Walla Walla Inns at the Vineyard
Travels
Lewis and Clark Adventure
Walla Walla Itinerary
TRAVEL - August 19, 2009
A getaway to the land of Cayuse Indians recalls the undaunted courage of Meriwether Lewis and William Clark, whose quest for a water route to the Pacific arrived here in 1805. Walla Walla wine country sits in southeastern Washington State cornered by four cities, Portland and Seattle to the west, Boise and Spokane to the east. Air connections are few and traveling by car takes more than 4 hours, so plan one overnight stay and preferably two. The stark mountains, mighty rivers and lush orchards along the way make the land journey a joy.
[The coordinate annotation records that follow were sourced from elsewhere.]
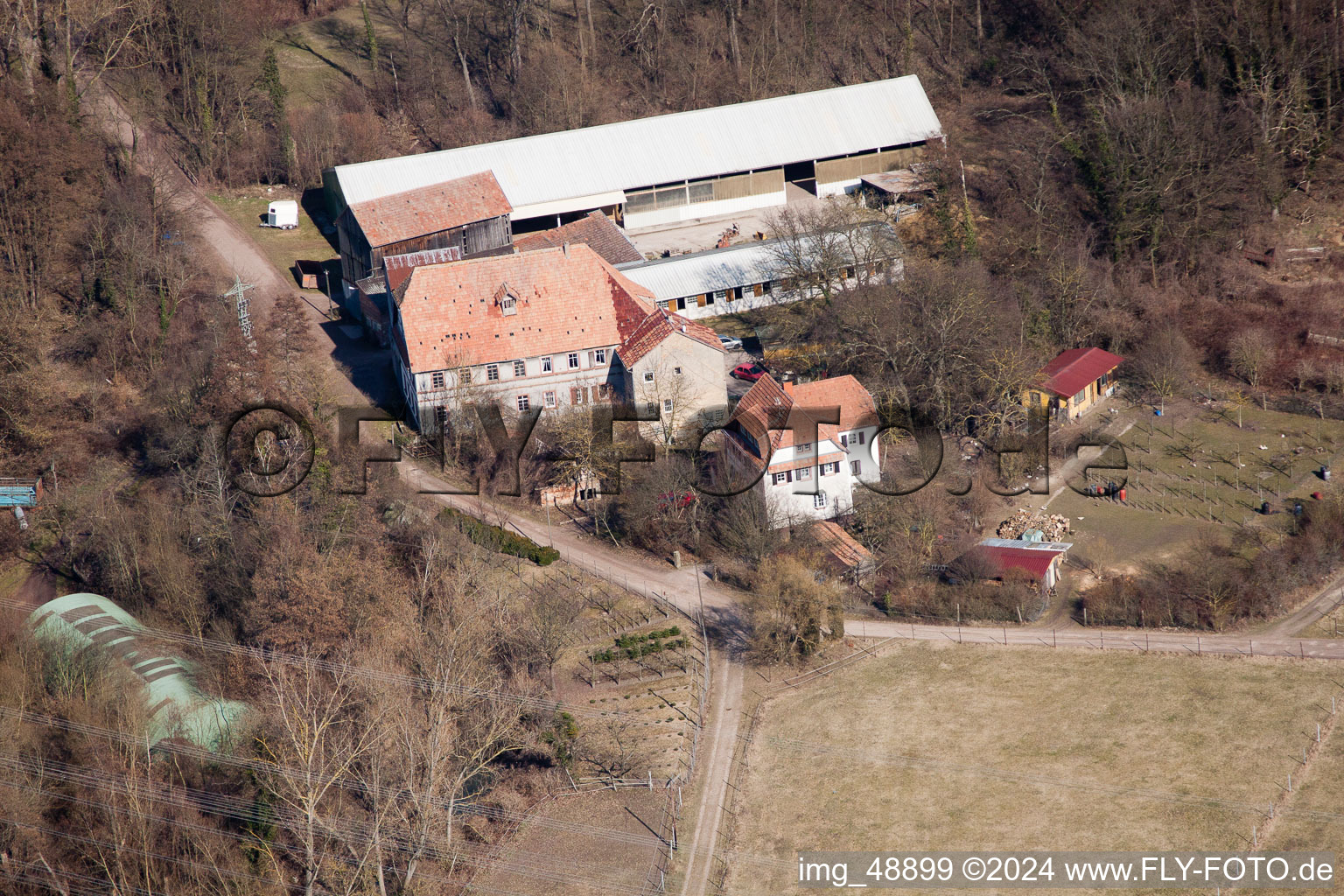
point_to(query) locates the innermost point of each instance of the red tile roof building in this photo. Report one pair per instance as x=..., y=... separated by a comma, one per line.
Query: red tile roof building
x=844, y=552
x=594, y=230
x=1074, y=368
x=1074, y=381
x=1037, y=560
x=539, y=329
x=675, y=369
x=468, y=214
x=430, y=210
x=654, y=328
Most tasting rooms aren't far from the main artery, US 12, so getting around by car is easy. When heading east, first stop at two next door neighbors, the 1870's farmhouse of Woodward Canyon Winery started in 1981 by Walla Walla pioneers Rick Small and his wife Darcey Fugman-Small. Next door is the restored Frenchtown schoolhouse of L'Ecole Nš 41 built in 1915. L'Ecole (French for "school") is a family-owned winery. Its colorful label was the product of 8-year old cousin, Ryan Campbell, who won an extended-family contest conducted in 1984 to pick a label for its wines. Both pour great wines and represent the short history of wine making here.

Waterbrook Winery
Two more stops before town trumpet a new dawn of wine making for Walla Walla: the sparkling clean tasting room of Waterbrook Winery and the dramatic hilltop setting of Long Shadows Vintners. The glass and timber buildings of Waterbrook stand out in sharp contrast to the rustic farming and ranching scenery along US 12. Young plantings around a pond and the sleek, contemporary design of the tasting room speak of a new era.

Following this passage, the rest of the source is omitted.